On Friday the thirteenth of November 2020, Science published a Special Section on Cooling Technology that included three invited review articles. The first describes materials that radiate through the infrared window in the atmosphere, literally cooling the planet, but not in a way that will keep your milk cold. The second describes developments in vapour compression technology, which is widely used for refrigeration and air-conditioning but responsible for significant greenhouse emissions. The third forms the present paper, which describes recent work based on caloric materials that pump heat.

Caloric materials display thermal changes in response to changes of magnetic field, electric field or stress field. Therefore they can be cycled in order to absorb heat from a source and dump heat at a load. The review presents a critical perspective on advances in materials, their measurement, and prototype heat pumps. The review also explains various aspects of caloric materials that are fundamental and yet poorly appreciated. Three examples are as follows. First, all types of caloric effect should include contributions from individual phases and not just the expected contributions from field-driven phase transitions. Second, caloric effects on field removal and application can only take the same magnitude when using sufficiently large fields at sufficiently large temperatures. Third, this equivalence of magnitude is achieved despite a small field hysteresis that precludes thermodynamic reversibility.

From the perspective of rival technologies, vapour compression can appear somewhat like Gatsby’s green light. However, vapour compression fluids remain problematic for a shifting set of reasons.

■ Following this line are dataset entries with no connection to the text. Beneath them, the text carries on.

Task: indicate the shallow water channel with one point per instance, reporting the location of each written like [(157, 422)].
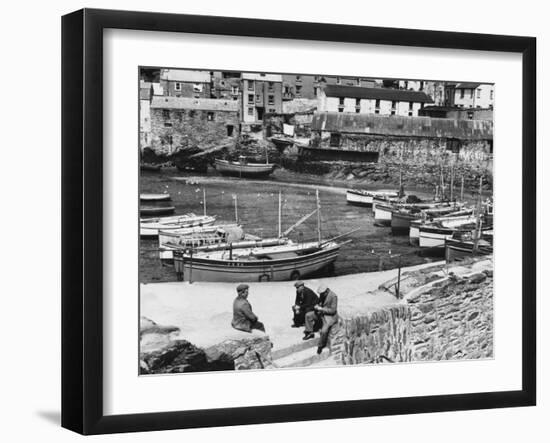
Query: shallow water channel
[(371, 248)]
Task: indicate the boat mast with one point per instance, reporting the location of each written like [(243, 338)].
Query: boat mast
[(280, 213), (318, 217)]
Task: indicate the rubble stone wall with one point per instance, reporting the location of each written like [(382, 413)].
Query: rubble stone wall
[(452, 320), (172, 130)]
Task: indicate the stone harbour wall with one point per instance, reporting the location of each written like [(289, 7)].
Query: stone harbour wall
[(451, 320)]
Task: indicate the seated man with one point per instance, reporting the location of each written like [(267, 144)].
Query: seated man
[(306, 299), (243, 317)]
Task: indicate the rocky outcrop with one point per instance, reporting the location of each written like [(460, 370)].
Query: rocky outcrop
[(444, 319), (162, 353)]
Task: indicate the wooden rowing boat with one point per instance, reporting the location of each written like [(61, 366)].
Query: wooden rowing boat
[(154, 197), (243, 169), (156, 210), (150, 227)]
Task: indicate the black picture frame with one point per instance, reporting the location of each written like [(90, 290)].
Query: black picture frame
[(82, 218)]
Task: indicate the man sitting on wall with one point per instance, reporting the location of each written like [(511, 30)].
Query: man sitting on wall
[(243, 317), (305, 300)]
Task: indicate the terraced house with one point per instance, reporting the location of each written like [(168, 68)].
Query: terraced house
[(383, 101)]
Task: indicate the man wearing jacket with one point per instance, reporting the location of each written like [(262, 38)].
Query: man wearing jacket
[(243, 317), (305, 300), (327, 309)]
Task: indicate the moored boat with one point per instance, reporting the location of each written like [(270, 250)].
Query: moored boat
[(146, 197), (276, 263), (362, 197), (149, 227), (156, 210), (243, 169)]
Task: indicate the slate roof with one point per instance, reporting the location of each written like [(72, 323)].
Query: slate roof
[(205, 104), (262, 77), (467, 85), (182, 75), (377, 93), (400, 126)]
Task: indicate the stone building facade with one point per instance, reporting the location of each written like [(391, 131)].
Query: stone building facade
[(261, 94), (383, 101), (181, 123), (186, 83), (469, 95)]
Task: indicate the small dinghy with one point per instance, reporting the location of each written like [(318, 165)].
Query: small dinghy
[(156, 210), (154, 197)]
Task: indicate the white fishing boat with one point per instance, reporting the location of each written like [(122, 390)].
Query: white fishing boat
[(150, 227), (154, 197), (277, 263), (242, 168), (433, 235), (363, 197), (281, 262)]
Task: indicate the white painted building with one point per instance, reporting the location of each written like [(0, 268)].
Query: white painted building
[(470, 95), (383, 101)]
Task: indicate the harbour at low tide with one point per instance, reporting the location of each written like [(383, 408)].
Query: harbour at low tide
[(256, 205)]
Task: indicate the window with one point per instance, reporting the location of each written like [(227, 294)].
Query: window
[(334, 140)]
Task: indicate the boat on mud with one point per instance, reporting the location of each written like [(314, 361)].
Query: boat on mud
[(156, 210), (290, 261), (150, 227), (146, 197), (243, 168), (363, 197)]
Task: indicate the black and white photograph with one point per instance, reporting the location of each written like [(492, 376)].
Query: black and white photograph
[(293, 220)]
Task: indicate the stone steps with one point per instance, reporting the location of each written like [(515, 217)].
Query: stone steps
[(303, 358)]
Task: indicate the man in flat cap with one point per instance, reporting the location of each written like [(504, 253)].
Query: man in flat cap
[(305, 300), (327, 310), (243, 317)]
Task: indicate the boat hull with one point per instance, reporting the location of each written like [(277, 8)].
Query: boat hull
[(156, 210), (382, 215), (244, 169), (200, 269), (358, 199)]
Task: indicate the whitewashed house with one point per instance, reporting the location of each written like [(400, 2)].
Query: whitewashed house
[(383, 101)]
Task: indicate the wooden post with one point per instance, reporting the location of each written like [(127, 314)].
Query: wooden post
[(279, 214), (318, 217), (398, 294)]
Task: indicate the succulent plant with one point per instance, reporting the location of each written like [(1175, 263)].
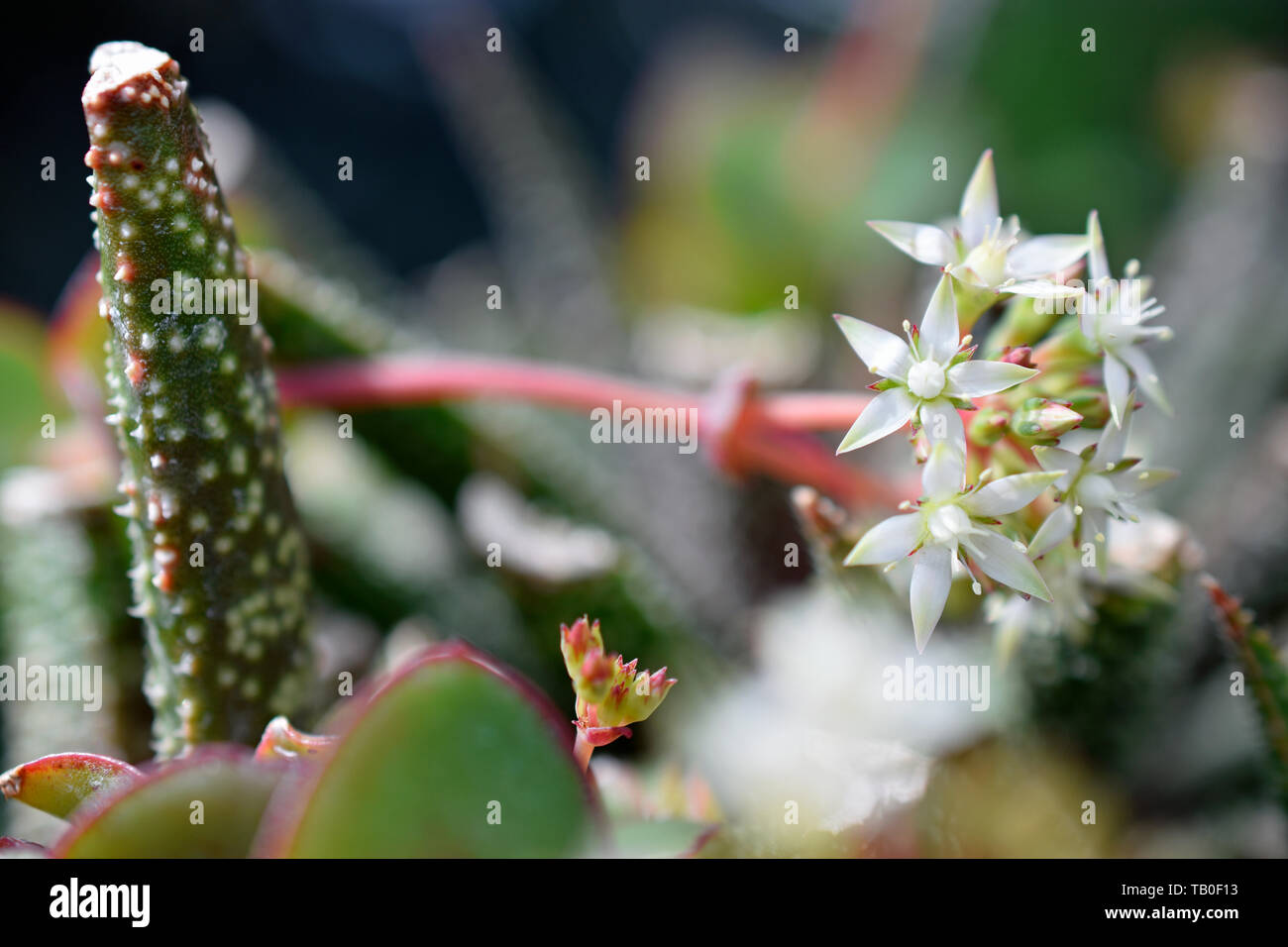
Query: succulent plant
[(442, 749), (220, 575)]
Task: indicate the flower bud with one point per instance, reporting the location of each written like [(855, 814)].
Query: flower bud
[(1041, 420), (988, 427)]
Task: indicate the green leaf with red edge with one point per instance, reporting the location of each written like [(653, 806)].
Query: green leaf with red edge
[(1266, 674), (158, 817), (454, 757), (20, 848), (60, 783), (668, 838)]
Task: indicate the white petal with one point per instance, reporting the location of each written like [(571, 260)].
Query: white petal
[(922, 243), (944, 474), (1113, 440), (1041, 289), (885, 354), (1098, 263), (1009, 493), (1145, 373), (941, 423), (1056, 459), (999, 557), (1056, 528), (977, 379), (939, 334), (1117, 386), (931, 578), (1094, 528), (888, 541), (1136, 480), (979, 201), (884, 415), (1043, 256)]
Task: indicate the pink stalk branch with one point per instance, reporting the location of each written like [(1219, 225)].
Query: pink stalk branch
[(752, 432)]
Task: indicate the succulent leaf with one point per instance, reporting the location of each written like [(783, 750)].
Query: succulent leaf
[(220, 575), (60, 783)]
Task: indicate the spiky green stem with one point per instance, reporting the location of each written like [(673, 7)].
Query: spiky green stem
[(220, 575)]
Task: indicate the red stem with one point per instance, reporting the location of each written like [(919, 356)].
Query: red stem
[(767, 437)]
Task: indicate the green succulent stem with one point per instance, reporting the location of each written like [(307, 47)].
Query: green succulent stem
[(1266, 674), (219, 573)]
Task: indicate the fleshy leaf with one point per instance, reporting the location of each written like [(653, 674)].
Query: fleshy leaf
[(455, 757), (1266, 676), (158, 815), (59, 783), (673, 838)]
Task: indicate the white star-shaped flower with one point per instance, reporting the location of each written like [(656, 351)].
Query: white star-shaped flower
[(953, 523), (984, 253), (1096, 484), (1112, 315), (923, 376)]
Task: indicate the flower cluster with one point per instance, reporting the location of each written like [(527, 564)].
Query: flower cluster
[(610, 694), (1019, 496)]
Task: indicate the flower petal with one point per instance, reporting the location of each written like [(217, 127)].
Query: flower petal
[(1094, 528), (999, 557), (944, 474), (1056, 459), (888, 541), (1055, 530), (939, 334), (1041, 289), (1112, 444), (884, 415), (931, 578), (979, 201), (1098, 263), (943, 424), (1009, 493), (884, 354), (977, 379), (1043, 256), (1137, 480), (1142, 368), (922, 243), (1117, 386)]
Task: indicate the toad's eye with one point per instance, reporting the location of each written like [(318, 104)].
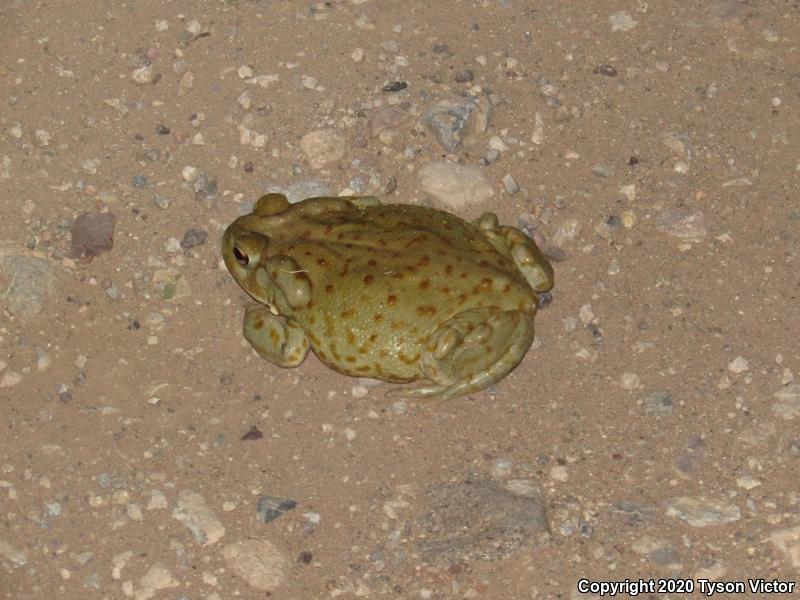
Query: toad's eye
[(240, 256)]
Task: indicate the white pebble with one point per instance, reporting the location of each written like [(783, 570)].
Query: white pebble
[(629, 381), (629, 191), (738, 365), (559, 473), (190, 173)]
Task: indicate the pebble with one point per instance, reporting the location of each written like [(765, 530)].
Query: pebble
[(298, 191), (566, 232), (788, 404), (192, 510), (559, 473), (455, 185), (322, 147), (659, 404), (660, 552), (157, 501), (190, 173), (10, 379), (12, 554), (628, 191), (458, 121), (161, 202), (193, 238), (157, 578), (702, 511), (510, 184), (678, 223), (738, 365), (464, 76), (622, 21), (92, 234), (394, 86), (139, 181), (258, 562), (479, 520), (143, 75), (270, 508), (502, 468), (630, 381), (26, 281), (786, 541)]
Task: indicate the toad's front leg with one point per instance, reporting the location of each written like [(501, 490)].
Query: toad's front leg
[(281, 341), (471, 351)]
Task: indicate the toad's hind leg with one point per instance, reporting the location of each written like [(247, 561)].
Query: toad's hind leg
[(471, 351), (280, 341)]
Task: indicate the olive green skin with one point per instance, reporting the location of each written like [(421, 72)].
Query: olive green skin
[(397, 292)]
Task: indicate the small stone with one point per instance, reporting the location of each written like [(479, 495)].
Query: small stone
[(747, 482), (659, 404), (394, 86), (464, 76), (788, 405), (785, 540), (192, 510), (502, 468), (139, 181), (190, 173), (194, 237), (602, 171), (42, 137), (678, 143), (157, 501), (479, 520), (143, 75), (12, 554), (308, 82), (622, 21), (677, 223), (92, 234), (157, 578), (258, 562), (510, 184), (738, 365), (559, 473), (455, 185), (606, 70), (270, 508), (566, 232), (460, 121), (322, 147), (703, 511), (10, 379), (629, 191), (630, 381), (660, 552)]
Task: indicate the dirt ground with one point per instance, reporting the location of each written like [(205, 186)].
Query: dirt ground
[(650, 432)]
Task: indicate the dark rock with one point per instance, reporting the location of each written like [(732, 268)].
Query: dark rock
[(464, 76), (194, 237), (270, 508)]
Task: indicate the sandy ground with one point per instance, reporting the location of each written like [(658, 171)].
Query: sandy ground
[(651, 432)]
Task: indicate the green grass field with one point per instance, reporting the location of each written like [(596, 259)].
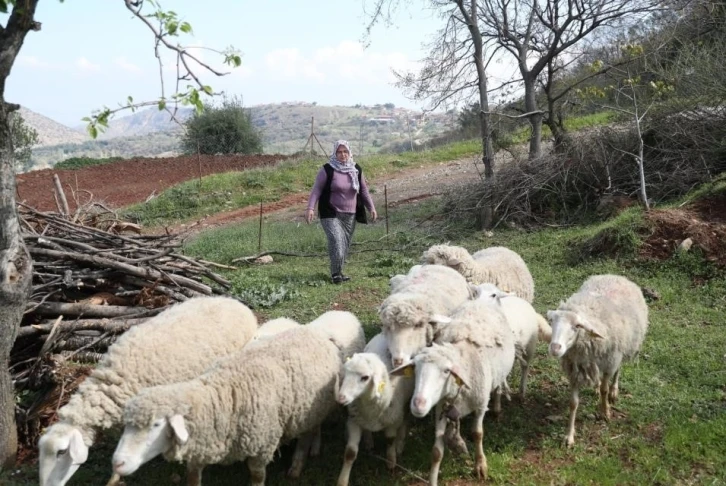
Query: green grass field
[(670, 424)]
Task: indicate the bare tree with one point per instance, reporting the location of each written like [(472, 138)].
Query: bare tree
[(453, 70), (537, 32), (15, 263)]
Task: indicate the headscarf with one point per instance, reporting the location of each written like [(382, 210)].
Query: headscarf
[(346, 168)]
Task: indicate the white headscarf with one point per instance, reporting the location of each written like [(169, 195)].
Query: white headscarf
[(347, 167)]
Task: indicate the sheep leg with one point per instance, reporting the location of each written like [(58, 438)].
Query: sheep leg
[(351, 452), (114, 481), (497, 408), (257, 466), (481, 468), (615, 387), (194, 474), (315, 446), (368, 440), (574, 402), (604, 396), (437, 453), (390, 434), (298, 457), (401, 435), (523, 383)]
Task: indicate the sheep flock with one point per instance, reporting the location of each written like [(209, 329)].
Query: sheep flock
[(204, 383)]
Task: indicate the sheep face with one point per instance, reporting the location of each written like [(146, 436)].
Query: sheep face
[(364, 374), (488, 292), (408, 326), (437, 377), (62, 451), (138, 445), (567, 326)]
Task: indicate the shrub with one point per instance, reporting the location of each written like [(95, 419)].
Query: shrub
[(224, 129)]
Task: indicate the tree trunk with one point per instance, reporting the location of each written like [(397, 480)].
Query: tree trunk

Therefore it remains important to investigate alternative technologies, and there is currently great encouragement to be found in the caloric materials and prototypes that are currently under development.

Figure caption: Publication trends for materials and devices that display electrocaloric (EC), magnetocaloric (MC), mechanocaloric (mC) and multicaloric (MuC) effects.

X. Moya and N. D. Mathur, “Caloric materials for cooling and heating”, Science 370, 797–803 (2020).